Part 3 - Ah, good one. This entry focuses on the JuicyCampus debacle, where female Yale students were being harassed and endangered online.
Additionally, Part 3 includes my top ten tips for building your own personal brand online.
Part 4 - More can’t-say-I-didn’t-warn-you tips, plus the always-popular religious rumor(s) swirling around Obama’s candidacy.
Do not let this go. Do no let anyone else create who you are or what you are online. You have a lot of tools: use them smartly and persistently, please.
Stephanie Fierman Wonders… Old GM, Same As The New GM?
June 4th, 2009
I am disheartened by GM’s new adverting campaign. And the fact that they even have one.
Oh, you say you didn’t know that GM was advertising again with your money?
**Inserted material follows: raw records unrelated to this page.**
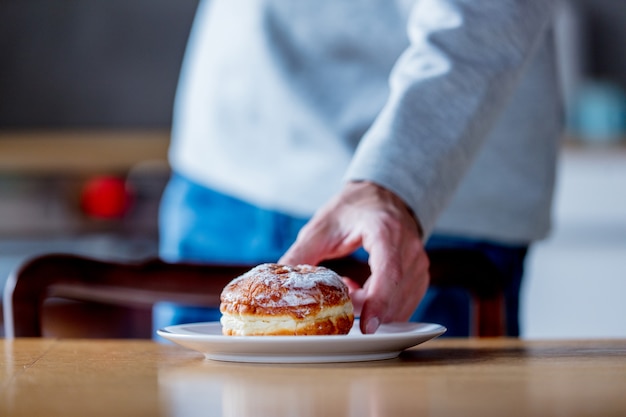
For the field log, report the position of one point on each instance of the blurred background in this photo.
(86, 93)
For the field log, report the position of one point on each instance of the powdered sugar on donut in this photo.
(287, 286)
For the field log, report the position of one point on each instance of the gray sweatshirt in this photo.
(451, 104)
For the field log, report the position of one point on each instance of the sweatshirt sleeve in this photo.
(446, 91)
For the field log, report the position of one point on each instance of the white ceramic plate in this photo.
(386, 343)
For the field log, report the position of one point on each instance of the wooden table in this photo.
(479, 377)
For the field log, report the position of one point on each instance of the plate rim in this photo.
(378, 346)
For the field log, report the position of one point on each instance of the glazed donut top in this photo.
(272, 289)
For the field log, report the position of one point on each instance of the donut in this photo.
(283, 300)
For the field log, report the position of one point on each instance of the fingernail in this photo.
(372, 325)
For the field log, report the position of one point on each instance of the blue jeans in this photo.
(201, 225)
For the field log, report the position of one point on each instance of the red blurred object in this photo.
(106, 197)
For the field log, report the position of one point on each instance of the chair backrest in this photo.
(129, 286)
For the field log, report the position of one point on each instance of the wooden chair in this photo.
(74, 296)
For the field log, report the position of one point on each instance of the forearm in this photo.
(447, 89)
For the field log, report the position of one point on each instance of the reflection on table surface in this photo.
(440, 378)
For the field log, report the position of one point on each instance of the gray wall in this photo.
(93, 63)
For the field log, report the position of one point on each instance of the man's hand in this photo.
(365, 214)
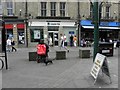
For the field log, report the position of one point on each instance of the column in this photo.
(15, 34)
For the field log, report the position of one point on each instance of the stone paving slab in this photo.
(71, 73)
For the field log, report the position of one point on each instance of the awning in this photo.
(92, 27)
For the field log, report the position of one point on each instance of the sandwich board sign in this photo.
(100, 62)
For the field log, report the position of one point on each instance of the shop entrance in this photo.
(54, 36)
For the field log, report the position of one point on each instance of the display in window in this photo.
(36, 34)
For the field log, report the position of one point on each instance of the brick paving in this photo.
(73, 72)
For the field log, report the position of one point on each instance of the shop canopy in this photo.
(103, 25)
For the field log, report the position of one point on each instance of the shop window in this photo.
(21, 36)
(53, 8)
(36, 35)
(9, 7)
(9, 33)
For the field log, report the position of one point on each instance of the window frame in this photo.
(43, 8)
(62, 8)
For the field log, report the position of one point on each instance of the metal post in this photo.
(96, 29)
(26, 14)
(4, 41)
(78, 23)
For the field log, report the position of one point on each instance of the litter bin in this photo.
(106, 48)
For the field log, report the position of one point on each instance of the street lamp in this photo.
(20, 12)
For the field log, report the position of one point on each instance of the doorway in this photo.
(54, 36)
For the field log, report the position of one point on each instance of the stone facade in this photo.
(71, 10)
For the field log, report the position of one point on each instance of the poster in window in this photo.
(36, 34)
(0, 37)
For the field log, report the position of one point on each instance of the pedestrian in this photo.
(50, 41)
(75, 40)
(71, 40)
(13, 44)
(62, 42)
(8, 44)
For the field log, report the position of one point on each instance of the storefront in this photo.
(15, 30)
(45, 29)
(107, 30)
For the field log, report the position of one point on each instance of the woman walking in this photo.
(13, 44)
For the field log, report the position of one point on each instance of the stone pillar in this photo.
(15, 34)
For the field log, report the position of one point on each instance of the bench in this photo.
(84, 53)
(32, 56)
(60, 55)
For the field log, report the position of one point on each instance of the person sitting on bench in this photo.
(42, 52)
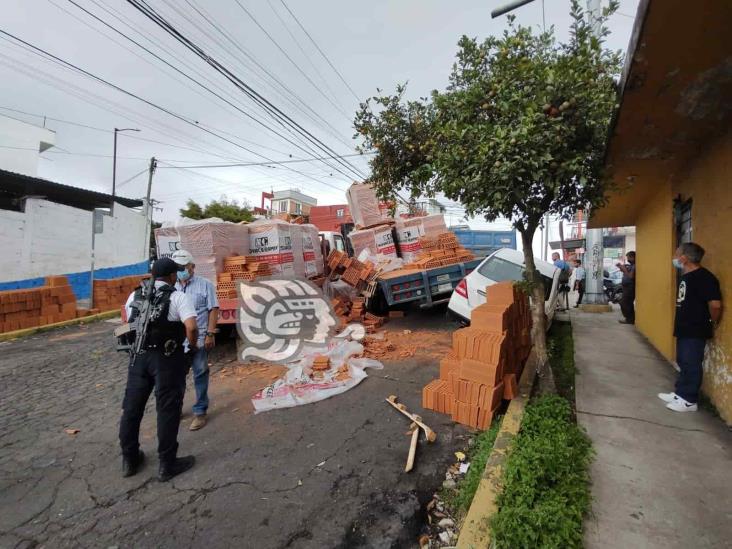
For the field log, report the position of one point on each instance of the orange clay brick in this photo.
(492, 318)
(510, 387)
(482, 373)
(497, 396)
(485, 417)
(447, 364)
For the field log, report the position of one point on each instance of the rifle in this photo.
(132, 336)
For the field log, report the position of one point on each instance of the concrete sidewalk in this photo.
(660, 478)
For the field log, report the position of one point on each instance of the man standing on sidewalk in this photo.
(698, 308)
(627, 303)
(579, 281)
(160, 366)
(203, 295)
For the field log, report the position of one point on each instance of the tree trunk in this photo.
(538, 314)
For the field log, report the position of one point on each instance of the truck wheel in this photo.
(378, 304)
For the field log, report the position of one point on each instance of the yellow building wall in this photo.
(655, 276)
(709, 183)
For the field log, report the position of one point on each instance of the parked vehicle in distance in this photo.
(484, 243)
(503, 264)
(612, 283)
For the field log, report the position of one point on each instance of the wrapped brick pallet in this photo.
(377, 240)
(364, 205)
(271, 241)
(409, 231)
(312, 254)
(209, 241)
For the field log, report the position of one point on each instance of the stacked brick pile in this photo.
(341, 306)
(486, 359)
(111, 294)
(352, 271)
(444, 249)
(237, 268)
(48, 304)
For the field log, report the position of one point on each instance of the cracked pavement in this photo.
(258, 479)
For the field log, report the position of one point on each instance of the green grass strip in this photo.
(561, 356)
(459, 500)
(546, 490)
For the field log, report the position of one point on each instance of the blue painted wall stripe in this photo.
(80, 281)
Exactly.
But putting aside the “taxpayer money” piece… what could the company possibly know yet that’s different from what it’s been saying (not doing, necessarily, but saying) for years? “We’re starting over, we hear you, we’re building ‘em small, we’re going green, we’re gonna be competitive on a global scale.”
The company’s been bankrupt for 20 minutes. No one’s ever run or worked for or invested in a bankrupt GM. Why not take a breath and think about the very first words you want the American public to hear from you?
But instead the company moved forward with ads that were obviously made prior to the bankruptcy announcement. They already knew what they were supposed to say (see above rebirth, small, green, etc.), so they put some ads out there and paid Donny Deustch a bunch of money to go on Morning Joe and say great things… just as they might have done for any big new happening.
And there’s the rub. This advertising - who knows, maybe any advertising right now - IMHO says “business as usual” for this car company. With a tinge of humility (see hockey player land on his face), it’s all good feelings and autos and rah-rah.
In World War II, auto plants retooled to make planes, tanks and munitions. Michael Moore has said that “the only way to save GM is to kill GM” and that the U.S. must seize this moment in history to re-envision the corporation on nearly the same scale.
Whatever one thinks of Michael Moore, I believe we can all agree that radical change is in order. And maybe GM will shine once again in some new incarnation. I hope so. But by instantly and reflexively pushing out the standard flag-waving, sun-rising, children-playing advertising, GM has sent that first all-important signal to the marketplace: and it looks eerily like the old one.